Natalie Portman will not be rocking maternity styles on the red carpet at the 2017 Oscars or the 2017 Film Independent Spirit Awards this weekend.
The 35-year-old star is unable to attend either ceremony due to her pregnancy. Portman is expecting her second child with husband Benjamin Millepied and is in her third trimester. The baby will join big brother Aleph, 5. E! News first confirmed Portman's pregnancy in September.
"Due to my pregnancy, I am unable to attend the Independent Spirit Awards and the Academy Awards," Postman said in a statement to E! News Saturday, hours before the Film Independent Spirit Awards. "I feel so lucky to be honored among my fellow nominees and wish them the most beautiful of weekends."

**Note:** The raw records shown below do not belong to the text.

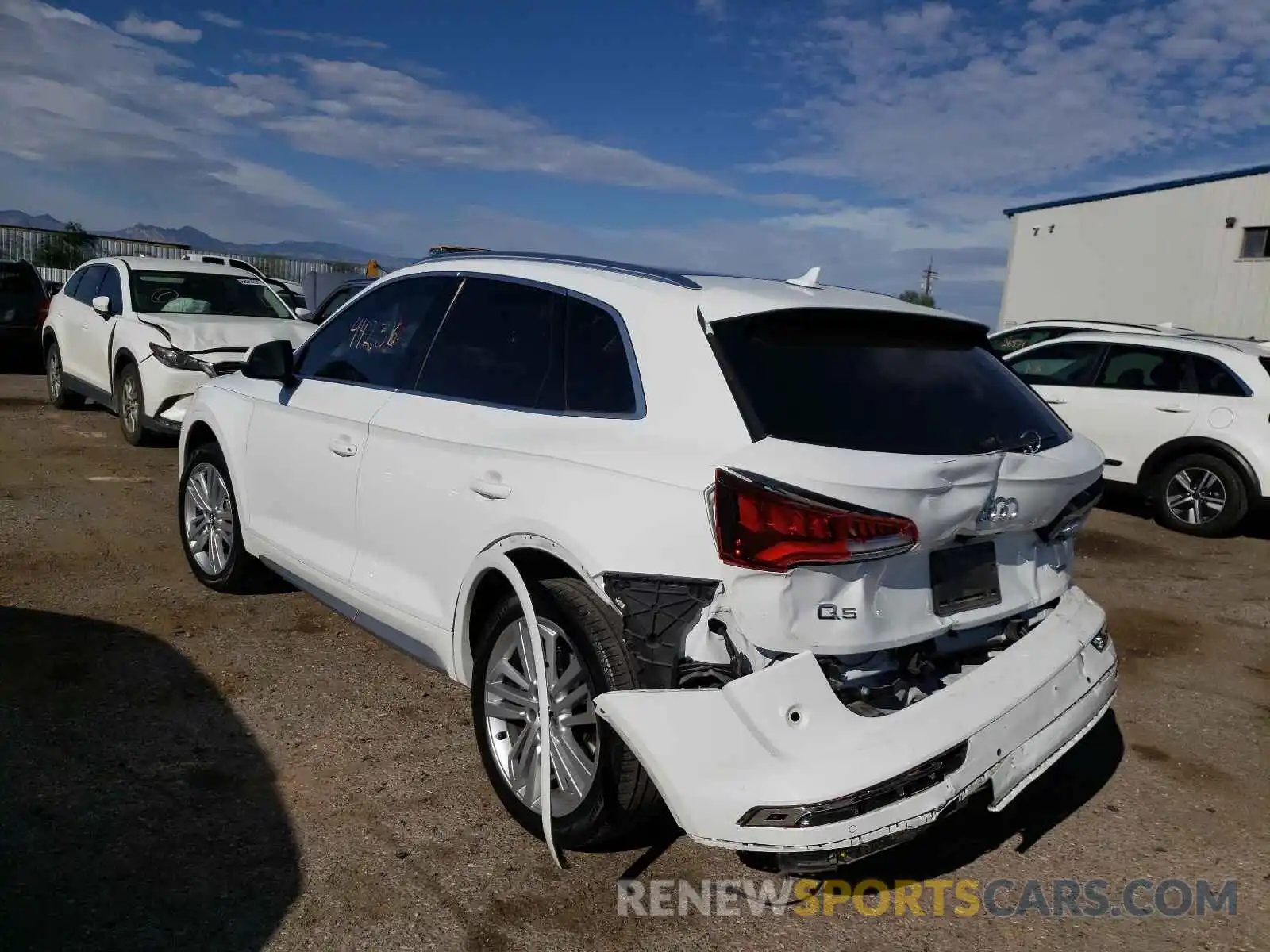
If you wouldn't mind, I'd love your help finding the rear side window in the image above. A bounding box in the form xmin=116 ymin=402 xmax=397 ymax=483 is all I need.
xmin=713 ymin=309 xmax=1071 ymax=455
xmin=417 ymin=278 xmax=565 ymax=410
xmin=0 ymin=262 xmax=44 ymax=298
xmin=564 ymin=297 xmax=635 ymax=414
xmin=1010 ymin=343 xmax=1103 ymax=387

Portman is nominated for an Oscar for Best Actress for her leading role in Jackie. She had previously won an Oscar for the 2010 film Black Swan and was nominated before that for her supporting role in the 2004 movie Closer.
Portman was also nominated for Best Female Lead at the Film Independent Spirit Awards for her role in Jackie. The film was also nominated for Best Feature, Best Director and Best Editing.
Portman had accepted her 2011 Oscar for Best Actress while pregnant with Aleph and thanked Millepied, a choreographer who worked with her on the film, for giving her "the most important role of [her] life."
The balance between work and family life is something the actress has always questioned.
In an interview with Harper's Bazaar in 2015, she opened up about moving to Paris and how this new chapter with her son and Millepied has changed her. Luckily, she had fellow Oscar winner Cate Blanchett to turn to for advice.
"Very early on, I asked [Cate] about being a parent," she told the publication. "I said, 'How do you do it? You're a mom. You're the best at what you do.' She said, 'You just do. Stressing about it doesn't help.'"
According to Portman, her hubby felt the same way. "Most men I know are dealing with the same issues. They say they feel like if they work too hard they won't have enough time with their families," she mused. "Maybe those questions need to be asked of men, too. Maybe the men need better questions."